[gclist] using two types of garbage collectors for scheme interpreter

Ji-Yong D. Chung virtualcyber@erols.com
Fri, 20 Apr 2001 07:31:10 -0400


My basic question is:

    Would it be a good idea to use
both a copying collector and Boehm's
collector for a single Scheme interpreter?
(a general question).

    It seems that a scheme interpreter
uses (1) garbage collected heap almost like
a stack (by constantly creating
objects needed for running it), in
addition to (2) its use of the heap as a
place to create "data objects."

    This suggests that using two types of
memory allocator (and thus two types of
garbage collector) for the interpreter may improve
performance; one type of collector for
"running" the interpreter and another
type of collector for creating long-lived,
data objects (Boehm's collector).

    I just wondered what others
thought of the idea.  Perhaps the
preceding idea is not so good,
given, that Boehm's
collector collects young objects
first.

============================

    Here is some background
information.

    In setting up my baby scheme
interpreter, I have used both Boehm's
collector and a simple Cheney-type
collector, each in turn, to see how
the interpreter performs.

    Because, at the time of testing, my
interpreter did not optimize on tail-calls for creation of
closures (in addition there is no unboxing),
I was creating way too many objects.  (For a
single test run, I was creating 4 million
objects, whereas when I ran another interpreter,
it was allocating only about 400,000 objects).

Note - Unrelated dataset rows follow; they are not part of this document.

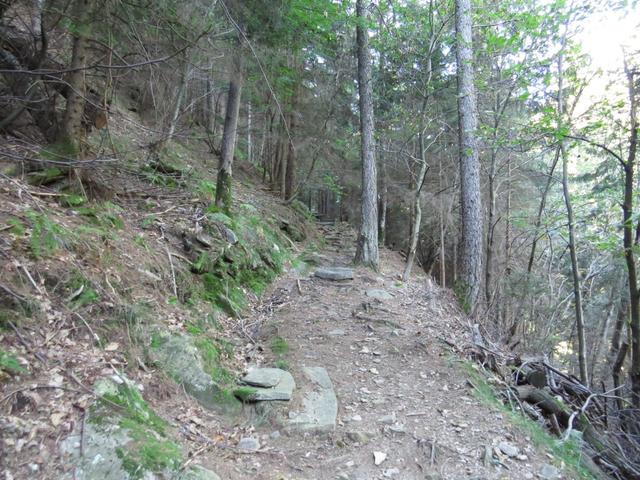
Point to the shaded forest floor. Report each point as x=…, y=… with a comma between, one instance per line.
x=402, y=390
x=73, y=280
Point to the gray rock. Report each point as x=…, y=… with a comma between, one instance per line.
x=249, y=444
x=334, y=273
x=111, y=441
x=319, y=404
x=198, y=473
x=179, y=357
x=359, y=437
x=388, y=419
x=549, y=472
x=282, y=391
x=263, y=377
x=509, y=449
x=379, y=294
x=336, y=333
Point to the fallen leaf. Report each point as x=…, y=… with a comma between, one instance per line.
x=56, y=418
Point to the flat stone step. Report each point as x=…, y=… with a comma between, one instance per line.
x=334, y=273
x=379, y=294
x=268, y=385
x=319, y=406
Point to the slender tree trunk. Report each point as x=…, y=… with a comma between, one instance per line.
x=249, y=139
x=177, y=106
x=470, y=198
x=72, y=130
x=490, y=228
x=417, y=211
x=627, y=207
x=290, y=175
x=575, y=272
x=223, y=184
x=367, y=247
x=382, y=221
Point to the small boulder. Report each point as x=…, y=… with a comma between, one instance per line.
x=334, y=273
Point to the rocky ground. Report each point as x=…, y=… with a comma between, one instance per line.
x=405, y=407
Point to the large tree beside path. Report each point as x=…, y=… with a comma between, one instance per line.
x=367, y=247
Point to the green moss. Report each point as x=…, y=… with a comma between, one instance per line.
x=282, y=364
x=133, y=408
x=568, y=453
x=211, y=355
x=279, y=346
x=86, y=297
x=147, y=451
x=105, y=215
x=149, y=448
x=10, y=364
x=245, y=394
x=46, y=235
x=17, y=227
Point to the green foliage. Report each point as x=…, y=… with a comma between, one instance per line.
x=17, y=227
x=72, y=200
x=245, y=394
x=10, y=364
x=569, y=453
x=210, y=353
x=461, y=292
x=46, y=235
x=149, y=448
x=105, y=215
x=282, y=364
x=279, y=346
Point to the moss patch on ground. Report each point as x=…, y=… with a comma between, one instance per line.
x=567, y=453
x=149, y=449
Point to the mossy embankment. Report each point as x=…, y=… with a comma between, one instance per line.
x=131, y=265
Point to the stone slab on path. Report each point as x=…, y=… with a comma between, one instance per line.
x=379, y=294
x=319, y=404
x=334, y=273
x=271, y=384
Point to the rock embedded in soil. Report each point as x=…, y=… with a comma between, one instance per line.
x=549, y=472
x=319, y=404
x=263, y=377
x=508, y=449
x=269, y=384
x=249, y=444
x=379, y=294
x=379, y=457
x=334, y=273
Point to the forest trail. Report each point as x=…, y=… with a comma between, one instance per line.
x=401, y=391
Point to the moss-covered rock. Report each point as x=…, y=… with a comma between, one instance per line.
x=124, y=439
x=194, y=363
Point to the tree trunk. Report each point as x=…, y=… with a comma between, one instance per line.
x=575, y=272
x=417, y=211
x=470, y=198
x=367, y=247
x=382, y=220
x=249, y=139
x=627, y=207
x=223, y=184
x=177, y=106
x=71, y=132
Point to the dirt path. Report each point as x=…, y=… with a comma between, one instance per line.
x=400, y=390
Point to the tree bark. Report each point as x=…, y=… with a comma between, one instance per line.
x=223, y=184
x=71, y=131
x=367, y=247
x=470, y=198
x=575, y=271
x=627, y=207
x=417, y=211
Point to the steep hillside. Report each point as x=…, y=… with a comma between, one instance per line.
x=122, y=288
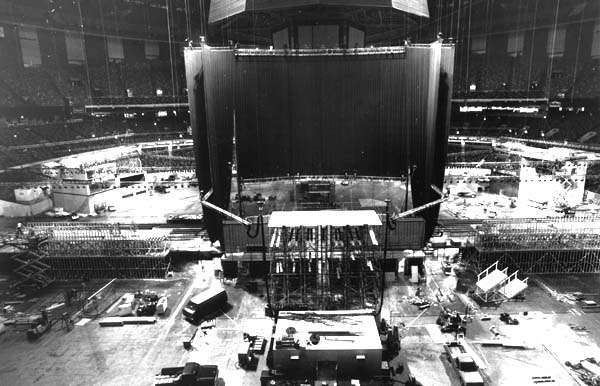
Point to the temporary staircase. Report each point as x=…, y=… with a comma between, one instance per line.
x=32, y=270
x=489, y=281
x=513, y=286
x=495, y=285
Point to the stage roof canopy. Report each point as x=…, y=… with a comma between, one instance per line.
x=223, y=9
x=313, y=218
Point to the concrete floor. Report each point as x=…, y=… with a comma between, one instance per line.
x=131, y=355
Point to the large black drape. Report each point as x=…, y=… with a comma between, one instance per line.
x=372, y=114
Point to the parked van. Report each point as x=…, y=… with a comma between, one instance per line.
x=205, y=304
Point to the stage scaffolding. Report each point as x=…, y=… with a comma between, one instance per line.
x=324, y=268
x=94, y=251
x=553, y=245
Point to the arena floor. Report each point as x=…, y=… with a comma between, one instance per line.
x=131, y=355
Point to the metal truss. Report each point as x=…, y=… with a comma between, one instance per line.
x=324, y=268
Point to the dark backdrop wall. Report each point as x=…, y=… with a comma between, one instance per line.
x=374, y=114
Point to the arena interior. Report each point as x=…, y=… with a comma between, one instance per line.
x=317, y=192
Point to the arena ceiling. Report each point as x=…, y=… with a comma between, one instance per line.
x=383, y=21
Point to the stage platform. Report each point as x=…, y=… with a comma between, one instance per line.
x=315, y=218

    The result of all this object creation was that
the garbage collectors' memory allocators
(either with Cheney style collector or
Boehm's collector) were pushed to the limit.
Rephrased, the interpreters spent great
deal of its time allocating and deallocating.

    Cheney's collector spent at best 4 instruction
per memory allocation.  Boehm's collector, from
what I gather, spent about 20 instructions
in its shortest pathlength, to allocate an object.

    Because the interpreter was almost exclusively
creating objects that were immediately garbage
collected, Cheney's collector would be
faster in allocation and garbage collection.

    In other words, short-lived memory
allocation and deallocation, needed for running
the scheme interpreter, (i.e., to pass certain types
of variable values, for creating short lived closures whose
lifespan could not be determined at "compile"
time) seems to be better served by Cheney's algorithm,
despite the fact that Boehm's collector uses generational
collection method.

    Obviously, when a scheme interpreter runs,
it has to create data objects whose lifespan is much longer
than one garbage collection cycle.  If lifespan of large objects
increase, then I can see the copying collector start having difficulty,
because of the amount  of copying it has to do.

    The preceding observations lead to the following
thought.  For running the interpreter, maybe one should
use two types of collectors.  One for just "purely running"
the interpreter itself (use Cheney's collector here) and
another one (Boehm's mark and sweep collector) for
somewhat longer lived objects.

-------------------------------------------

    Is this a good idea??